In today’s briefing:
- Cleveland-Cliffs: Weak Q1 Results, Restructuring Underway, Valuations Reflect Deep Discount
- [Earnings Review] Occidental Beat EPS Expectations on Strong Oil & Gas Performance
- Sakata Inx Corp (4633 JP): Q1 FY12/25 flash update
- [IO Fundamentals 2025/18] Policy Easing and Trade Diplomacy: China’s Coordinated Economic Push

Cleveland-Cliffs: Weak Q1 Results, Restructuring Underway, Valuations Reflect Deep Discount
- EBITDA loss of $174M, net loss of $483M, driven by weak auto demand, high costs, and continuing drag from AMNS slab contract; EBITDA/ton fell sharply to –$42.
- Idling six facilities, exiting loss-making operations, $300M cost savings targeted in H2; slab contract expiry to add ~$500M EBITDA annually from 2026.
- Deep value: Trading at 4.4x EV/EBITDA (2026E), 7.1x P/E, 0.55x P/B, and $653 EV/ton of full steelmaking capacity, reflecting deep cyclical pessimism.
[Earnings Review] Occidental Beat EPS Expectations on Strong Oil & Gas Performance
- Occidental’s Q1 2025 revenue rose by 13.9% YoY but missed estimates by 0.3%. Its net income rose by 6.7% YoY, and its EPS beat estimates by 12.1%.
- Occidental’s earnings beat was fueled by robust oil and gas segment growth, underpinned by stronger price realisations that offset volume softness and reinforced its upstream momentum.
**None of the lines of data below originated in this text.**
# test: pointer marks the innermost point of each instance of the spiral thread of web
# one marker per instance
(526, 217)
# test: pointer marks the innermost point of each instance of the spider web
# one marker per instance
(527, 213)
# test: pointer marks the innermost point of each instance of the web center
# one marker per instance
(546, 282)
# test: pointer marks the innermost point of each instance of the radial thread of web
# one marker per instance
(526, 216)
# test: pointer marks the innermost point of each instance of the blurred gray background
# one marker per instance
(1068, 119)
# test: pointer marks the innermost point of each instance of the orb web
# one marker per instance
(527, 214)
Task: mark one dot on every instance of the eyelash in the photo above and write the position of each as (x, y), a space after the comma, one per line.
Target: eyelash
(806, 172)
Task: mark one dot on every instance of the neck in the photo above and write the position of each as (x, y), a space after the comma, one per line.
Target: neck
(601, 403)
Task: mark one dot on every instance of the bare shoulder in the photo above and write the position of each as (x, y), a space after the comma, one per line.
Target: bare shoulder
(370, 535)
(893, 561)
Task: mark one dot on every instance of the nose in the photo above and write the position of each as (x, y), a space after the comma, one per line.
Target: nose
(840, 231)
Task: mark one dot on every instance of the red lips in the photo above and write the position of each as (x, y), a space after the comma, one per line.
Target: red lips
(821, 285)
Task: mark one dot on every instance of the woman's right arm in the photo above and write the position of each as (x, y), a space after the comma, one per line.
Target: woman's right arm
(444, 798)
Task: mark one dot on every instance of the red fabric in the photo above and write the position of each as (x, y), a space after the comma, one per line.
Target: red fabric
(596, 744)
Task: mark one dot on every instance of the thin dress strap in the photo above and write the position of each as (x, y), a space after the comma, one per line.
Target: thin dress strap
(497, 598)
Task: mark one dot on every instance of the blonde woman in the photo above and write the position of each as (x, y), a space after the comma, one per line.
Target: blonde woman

- Occidental closed USD 1.3 billion in asset sales in Q1 and repaid USD 2.3 billion in debt YTD, underscoring its continued focus on debt reduction.
Sakata Inx Corp (4633 JP): Q1 FY12/25 flash update
- Revenue increased 8.3% YoY to JPY64.1bn, with ink sales volume contributing JPY4.0bn and forex JPY500mn.
- Operating profit decreased 1.8% YoY to JPY3.9bn, impacted by cost increases and raw material expenses.
- Segment revenue and operating profit varied, with notable changes in packaging inks, gravure inks, and inkjet inks sales.
[IO Fundamentals 2025/18] Policy Easing and Trade Diplomacy: China’s Coordinated Economic Push
- Chinese officials unveiled a broad set of economic support actions, including rate reductions and substantial liquidity infusions, as part of intensified efforts to cushion the economy from U.S. trade tensions.
- Top U.S. and Chinese officials will meet in Switzerland from May 9–12 to ease trade tensions, boosting investor sentiment and driving iron ore futures to a near two-week high.
- China’s factory output contracted in April, with both the official NBS and Caixin PMI reports showing a decline in manufacturing activity amid weakening foreign demand.